I'll chime in another recommendation for the Shostakovich Quartet. Their mellowness is a little different from what one typically hears today, but they highlight the music's debt to the Russian Romantics of the pre-Soviet era. For me, nobody betters the Shostakovich Quartet in their sweetly nostalgic performances of the Sixth and Fourteenth Quartets. Their recording of the Fifteenth has a more consolatory quality than usual; a representation of death as friend, rather than foe to be feared. In general, theirs is an almost Schubertian Shostakovich.
The Beethoven Quartet is a must-hear. They premiered all but Quartets 1 and 15 (founding member Sergei Shirinsky died in mid-rehearsal of the latter) and collaborated with the composer closely. Their sound is wiry, narrow, heightening the nervous tension in Shostakovich's quartets, but with occasional surprising portamenti that imparts a sense of vulnerability unlike anything else in the discography. (Try their earlier recording of Quartet 3, last available on a Symposium CD.) To my ears, no other quartet better renders the humanity of this music than the Beethovens. The joy, sarcasm, and bitter anger of this music all come through, sitting cheek-by-jowl, with a directness and comprehensiveness that no other quartet matches.

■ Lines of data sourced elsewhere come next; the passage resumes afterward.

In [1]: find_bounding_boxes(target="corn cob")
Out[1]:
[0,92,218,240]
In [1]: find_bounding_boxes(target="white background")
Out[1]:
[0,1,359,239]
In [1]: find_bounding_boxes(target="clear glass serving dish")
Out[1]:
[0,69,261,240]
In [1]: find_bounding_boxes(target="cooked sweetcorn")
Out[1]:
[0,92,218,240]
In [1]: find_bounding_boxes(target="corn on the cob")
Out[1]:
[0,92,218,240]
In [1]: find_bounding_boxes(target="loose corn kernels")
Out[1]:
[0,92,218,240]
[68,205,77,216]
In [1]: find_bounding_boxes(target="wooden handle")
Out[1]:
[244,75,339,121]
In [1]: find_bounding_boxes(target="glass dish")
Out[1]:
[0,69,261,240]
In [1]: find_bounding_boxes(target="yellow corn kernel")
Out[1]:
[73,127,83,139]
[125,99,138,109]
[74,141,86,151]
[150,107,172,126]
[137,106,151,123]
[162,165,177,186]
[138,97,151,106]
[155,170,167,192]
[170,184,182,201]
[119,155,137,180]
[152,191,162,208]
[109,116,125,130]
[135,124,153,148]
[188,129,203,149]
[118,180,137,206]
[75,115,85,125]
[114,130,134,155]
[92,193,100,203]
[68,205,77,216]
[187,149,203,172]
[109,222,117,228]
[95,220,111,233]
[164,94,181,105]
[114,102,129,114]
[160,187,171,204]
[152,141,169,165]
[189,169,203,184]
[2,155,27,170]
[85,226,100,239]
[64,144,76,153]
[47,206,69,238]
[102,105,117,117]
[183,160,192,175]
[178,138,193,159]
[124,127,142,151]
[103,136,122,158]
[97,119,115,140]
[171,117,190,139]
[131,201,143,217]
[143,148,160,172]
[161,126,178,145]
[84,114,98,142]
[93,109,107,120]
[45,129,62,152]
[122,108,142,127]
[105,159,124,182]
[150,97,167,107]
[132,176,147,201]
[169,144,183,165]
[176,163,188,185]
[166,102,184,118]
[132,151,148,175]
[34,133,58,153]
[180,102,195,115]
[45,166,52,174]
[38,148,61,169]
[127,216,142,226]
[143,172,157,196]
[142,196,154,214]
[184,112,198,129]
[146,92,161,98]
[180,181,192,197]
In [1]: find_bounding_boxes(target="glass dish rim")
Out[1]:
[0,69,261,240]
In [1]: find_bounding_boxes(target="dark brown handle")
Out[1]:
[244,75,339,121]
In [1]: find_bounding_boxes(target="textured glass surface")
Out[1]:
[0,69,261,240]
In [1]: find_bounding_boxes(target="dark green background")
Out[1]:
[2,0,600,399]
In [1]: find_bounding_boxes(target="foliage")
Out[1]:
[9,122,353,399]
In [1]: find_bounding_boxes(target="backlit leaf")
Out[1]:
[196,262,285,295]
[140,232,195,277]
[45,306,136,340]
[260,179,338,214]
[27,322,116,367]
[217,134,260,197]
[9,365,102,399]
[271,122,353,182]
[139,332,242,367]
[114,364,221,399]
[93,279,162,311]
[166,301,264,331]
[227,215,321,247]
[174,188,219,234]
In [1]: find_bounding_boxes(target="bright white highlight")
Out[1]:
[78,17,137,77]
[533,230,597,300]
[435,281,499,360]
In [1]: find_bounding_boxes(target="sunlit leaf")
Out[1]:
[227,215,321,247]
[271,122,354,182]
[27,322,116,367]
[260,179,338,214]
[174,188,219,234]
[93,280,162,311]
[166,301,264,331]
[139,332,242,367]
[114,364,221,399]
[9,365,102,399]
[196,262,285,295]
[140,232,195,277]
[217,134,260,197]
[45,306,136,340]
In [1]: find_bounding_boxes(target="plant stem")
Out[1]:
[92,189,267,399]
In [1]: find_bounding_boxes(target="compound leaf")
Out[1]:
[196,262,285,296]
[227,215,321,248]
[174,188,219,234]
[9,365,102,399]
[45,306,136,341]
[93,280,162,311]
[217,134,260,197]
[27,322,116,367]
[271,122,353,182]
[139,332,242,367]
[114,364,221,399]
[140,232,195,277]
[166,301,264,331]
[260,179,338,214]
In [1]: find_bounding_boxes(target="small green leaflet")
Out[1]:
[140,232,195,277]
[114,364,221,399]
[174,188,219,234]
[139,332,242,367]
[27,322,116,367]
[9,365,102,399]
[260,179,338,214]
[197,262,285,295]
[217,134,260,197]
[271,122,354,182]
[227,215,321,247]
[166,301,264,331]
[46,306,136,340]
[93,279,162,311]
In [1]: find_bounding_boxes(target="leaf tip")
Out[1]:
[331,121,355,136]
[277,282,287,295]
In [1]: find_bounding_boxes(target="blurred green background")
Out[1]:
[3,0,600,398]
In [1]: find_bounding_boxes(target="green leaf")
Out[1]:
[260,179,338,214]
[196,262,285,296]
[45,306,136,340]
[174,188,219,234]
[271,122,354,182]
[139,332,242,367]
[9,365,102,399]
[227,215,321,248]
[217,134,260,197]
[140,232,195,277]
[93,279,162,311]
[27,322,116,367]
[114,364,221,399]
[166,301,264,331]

On the other hand, the Borodins' take on the composer is unrelievedly grim, granitic, imposing. As much as I like their earlier sets, their Decca set, I thought, was excellent, perhaps their best. It has an airiness, a willingness to let the music breathe that at least for me is convincving. (Of course, their earlier performance of the Piano Quintet with Richter is a milestone of the catalog that demands to be heard. There was also a live UK performance on Intaglio that, perhaps, may top the better-known Melodiya recording.)
Intimacy and humanity mark the Fitzwilliam's cycle. Warm, rich, full-bodied performances that contextualize the music as successors to Beethoven. The birdsong inadvertently captured in some of their recordings (try the coda of Quartet 3) is one of the great fortunate circumstances of recorded music. Especially revelatory are their performances of the late quartets. (Shostakovich coached them in Quartet 13.) Rather than being the documents of desperation one usually hears, the Fitzwilliams find a sense of hope, however slim, in this crepuscular music.

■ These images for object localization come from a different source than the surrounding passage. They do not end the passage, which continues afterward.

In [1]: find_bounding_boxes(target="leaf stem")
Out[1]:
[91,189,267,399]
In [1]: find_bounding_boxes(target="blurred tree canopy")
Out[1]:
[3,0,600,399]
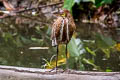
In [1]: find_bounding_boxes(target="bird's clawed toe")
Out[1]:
[49,67,63,73]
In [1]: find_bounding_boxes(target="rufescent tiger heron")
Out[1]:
[51,9,76,70]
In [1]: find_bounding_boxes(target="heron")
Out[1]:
[51,9,76,70]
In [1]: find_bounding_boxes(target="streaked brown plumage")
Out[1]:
[51,9,76,70]
[51,9,76,46]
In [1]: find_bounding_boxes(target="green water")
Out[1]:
[0,15,120,72]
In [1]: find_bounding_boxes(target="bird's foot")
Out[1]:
[49,68,63,73]
[62,68,72,73]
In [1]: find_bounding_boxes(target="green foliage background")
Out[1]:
[0,0,119,72]
[63,0,113,12]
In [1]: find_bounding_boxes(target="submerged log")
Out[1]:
[0,65,120,80]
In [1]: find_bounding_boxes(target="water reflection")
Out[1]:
[0,13,120,71]
[0,14,55,68]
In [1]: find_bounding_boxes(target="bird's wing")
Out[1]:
[51,16,63,46]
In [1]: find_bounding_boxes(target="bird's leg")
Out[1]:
[61,43,70,73]
[56,45,59,69]
[49,45,59,72]
[61,43,71,73]
[65,43,68,69]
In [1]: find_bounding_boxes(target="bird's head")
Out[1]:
[60,9,70,17]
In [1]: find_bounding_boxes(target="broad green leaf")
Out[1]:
[68,37,85,57]
[63,0,75,12]
[95,0,113,8]
[95,33,116,58]
[95,33,116,49]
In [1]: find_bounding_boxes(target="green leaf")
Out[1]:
[95,33,116,58]
[102,48,110,58]
[81,0,95,3]
[68,57,76,69]
[95,0,113,8]
[106,69,112,72]
[20,36,32,44]
[86,47,96,56]
[101,0,113,4]
[68,37,85,57]
[42,58,52,68]
[95,33,116,49]
[63,0,75,12]
[83,58,100,70]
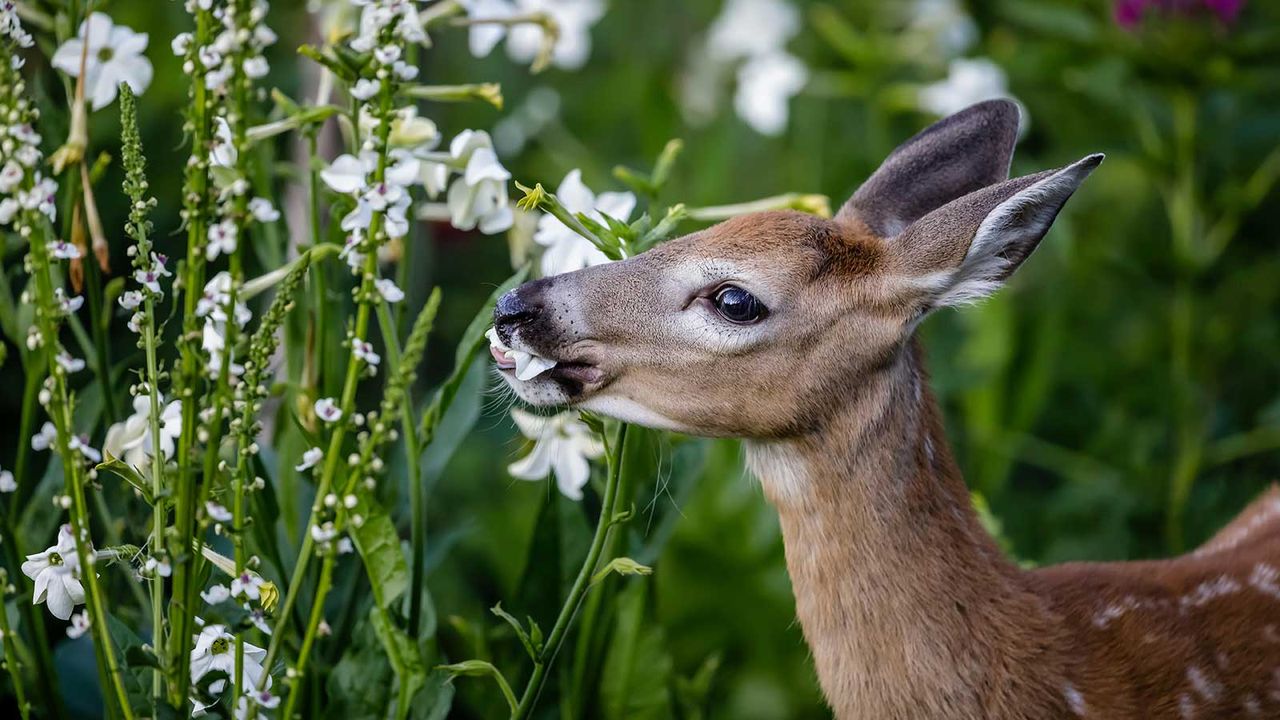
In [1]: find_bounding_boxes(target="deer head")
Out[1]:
[492,100,1101,441]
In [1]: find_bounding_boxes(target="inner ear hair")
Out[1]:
[836,99,1021,238]
[896,153,1105,309]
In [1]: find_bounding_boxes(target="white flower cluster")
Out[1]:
[0,50,59,234]
[199,271,253,379]
[532,168,634,276]
[0,1,33,49]
[173,0,277,95]
[461,0,606,71]
[704,0,808,137]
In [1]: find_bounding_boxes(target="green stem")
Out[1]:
[263,76,397,686]
[512,423,629,720]
[279,553,335,720]
[0,575,31,720]
[375,303,427,635]
[142,310,166,704]
[171,5,215,703]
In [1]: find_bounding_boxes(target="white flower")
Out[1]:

Of modern cycles, my favorite is the Mandelring on Audite. Full-bodied, deep, oaken in tone; theirs is Shostakovich as successor to Brahms. The Audite production is gorgeous. A lot of people like to hear Shostakovich as angry hysteric, but I also enjoy very much hearing him as part of the Western musical tradition. (Which is why I love East German recordings of his music.) Shostakovich was not only a rousing, angry denouncer of his own time and place, but also an artist who was deeply indebted to Austro-German traditions, and who was proud of his place within it.
Also, yes, the Pacifica are wonderful; especially for the historical context provided by their imaginative pairings.